Keywords

1 Introduction

Hyperspectral imaging acquires an almost continuous sampling of the spectral data in each pixel of a scene. The large number of narrow and contiguous bands allows us to detect even minor variations in a spectrum and provides a significant advantage for the distinction of different materials (natural or artificial). Hyperspectral imaging popularity has thus increased during the last decade, due both to the increase in computing power (that allows us to process these voluminous data) and to the need of separation of increasingly specific classes, e.g. different kinds of polymers for industrial application or different mineralogical compositions of surfaces for remote sensing applications. The acquisition of numerous wavebands enables the identification of fine classes belonging to various fields: atmosphere analysis, ecosystems monitoring, military applications and industrial applications (e.g. [5]).

Recently, hyperspectral imaging industrial applications appeared in waste sorting field. This latter needs new automated processes to improve the working conditions and decrease the cost of recycled materials. This requires sensors able to discriminate among waste materials as close (in terms of spectral response) as different kinds of plastics or different fibrous materials. Then, some efficient classification methods should be defined to use the full potential of hyperspectral data in this industrial context: methods adapted to waste material classes, robust to significant object occlusion (objects stacked on one another), and fast enough to match the waste flow.

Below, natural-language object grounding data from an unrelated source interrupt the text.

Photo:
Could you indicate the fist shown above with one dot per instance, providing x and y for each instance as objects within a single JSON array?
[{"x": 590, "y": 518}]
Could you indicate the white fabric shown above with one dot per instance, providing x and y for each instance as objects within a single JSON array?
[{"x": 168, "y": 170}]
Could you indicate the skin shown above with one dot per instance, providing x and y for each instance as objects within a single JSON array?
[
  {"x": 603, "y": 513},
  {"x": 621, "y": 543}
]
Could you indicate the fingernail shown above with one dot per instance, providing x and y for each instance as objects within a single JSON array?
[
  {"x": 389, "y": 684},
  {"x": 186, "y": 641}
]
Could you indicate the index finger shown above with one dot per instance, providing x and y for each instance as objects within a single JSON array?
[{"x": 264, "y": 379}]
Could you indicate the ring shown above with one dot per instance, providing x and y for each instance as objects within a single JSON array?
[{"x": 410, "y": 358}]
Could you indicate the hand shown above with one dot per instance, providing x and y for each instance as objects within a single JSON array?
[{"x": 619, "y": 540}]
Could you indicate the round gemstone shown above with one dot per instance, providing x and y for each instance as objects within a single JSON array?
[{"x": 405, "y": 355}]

Hyperspectral imagery provides detailed spectral information for each pixel of the picture. This information richness comes with an obvious drawback: the huge amount of data to process. Indeed, it involves significant computing resources (time, memory...) that may be an issue in an industrial context. In addition to spectral information, several works also propose to include spatial information in their classification process, e.g. [13]. However, in this study, we focus on blind classification, i.e. classification of each pixel independently (not taking into account the neighbouring pixels that provide the spatial information). For our industrial application, it is a first step towards a classification process at object level which couples blind classification and spatial segmentation using others sensors.

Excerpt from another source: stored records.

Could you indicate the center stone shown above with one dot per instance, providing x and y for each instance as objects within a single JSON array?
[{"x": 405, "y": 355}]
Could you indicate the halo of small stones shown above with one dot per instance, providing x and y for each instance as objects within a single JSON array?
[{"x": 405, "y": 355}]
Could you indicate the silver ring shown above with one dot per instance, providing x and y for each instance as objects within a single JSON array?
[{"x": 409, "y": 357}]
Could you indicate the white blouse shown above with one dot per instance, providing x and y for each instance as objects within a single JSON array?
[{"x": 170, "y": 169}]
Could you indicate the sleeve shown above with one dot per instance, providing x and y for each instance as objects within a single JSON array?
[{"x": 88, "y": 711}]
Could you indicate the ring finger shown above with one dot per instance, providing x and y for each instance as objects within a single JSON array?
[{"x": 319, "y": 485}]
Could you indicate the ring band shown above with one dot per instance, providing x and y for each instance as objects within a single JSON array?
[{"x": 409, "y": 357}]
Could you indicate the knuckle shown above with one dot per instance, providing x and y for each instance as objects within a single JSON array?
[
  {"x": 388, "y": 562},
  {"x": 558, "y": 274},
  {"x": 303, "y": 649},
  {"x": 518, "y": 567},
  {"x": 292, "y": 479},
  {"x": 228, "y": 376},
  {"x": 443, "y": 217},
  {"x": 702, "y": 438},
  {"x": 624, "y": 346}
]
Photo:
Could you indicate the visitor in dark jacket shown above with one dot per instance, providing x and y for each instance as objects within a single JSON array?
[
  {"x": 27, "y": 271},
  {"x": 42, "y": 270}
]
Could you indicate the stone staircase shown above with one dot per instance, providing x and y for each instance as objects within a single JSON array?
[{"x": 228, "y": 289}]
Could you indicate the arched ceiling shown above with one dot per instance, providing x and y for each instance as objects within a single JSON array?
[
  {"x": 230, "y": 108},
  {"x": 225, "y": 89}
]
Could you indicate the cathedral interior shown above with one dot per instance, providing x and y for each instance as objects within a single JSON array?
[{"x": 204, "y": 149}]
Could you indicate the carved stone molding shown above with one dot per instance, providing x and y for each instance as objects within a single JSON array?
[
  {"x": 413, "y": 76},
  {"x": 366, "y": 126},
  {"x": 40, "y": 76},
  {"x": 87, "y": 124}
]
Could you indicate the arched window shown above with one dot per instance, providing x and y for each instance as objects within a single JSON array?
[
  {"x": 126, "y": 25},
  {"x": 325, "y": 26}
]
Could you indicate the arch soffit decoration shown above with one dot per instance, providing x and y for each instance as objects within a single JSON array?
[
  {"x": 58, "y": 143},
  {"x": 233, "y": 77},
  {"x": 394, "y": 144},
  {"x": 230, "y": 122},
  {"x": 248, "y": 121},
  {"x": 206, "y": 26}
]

Support vector machines (SVMs) are classically used to meet the challenge of hyperspectral classification, see [7, 8, 10] for instance. Basically, they project data into a higher dimensional space in which classes can be separated using (optimal) hyperplanes. SVMs are widely used in a probabilistic framework (e.g. through logistic regression). However, probabilities are not able to distinguish between uncertainty (in decision process) due to ambiguity, e.g. because of overlapping between classes, and uncertainty due to imprecision, e.g. because of low number of samples for some score values during the SVM training and calibration processes. Thus, [12] has extended several classical regressions used for SVM binary classifiers to the Belief Function Theory framework.

As SVMs are well suited for 2-class problems, several strategies have been proposed to address the multiclass case. Classical approaches are: (i) the one-versus-one strategy, where a classifier is trained on each class pair and (ii) the one-versus-all strategy, where a classifier is trained to distinguish one class against all the others. For each strategy, the merging of these 2-class classifiers is an important issue. In this study, we propose and evaluate three strategies to combine binary SVM outputs in the BFT framework. We also show that the use of belief functions allows us to combine the information contained into different input data derived from the whole spectrum data, and that it is an efficient way to deal with the complexity involved by the high dimensionality of the hyperspectral data.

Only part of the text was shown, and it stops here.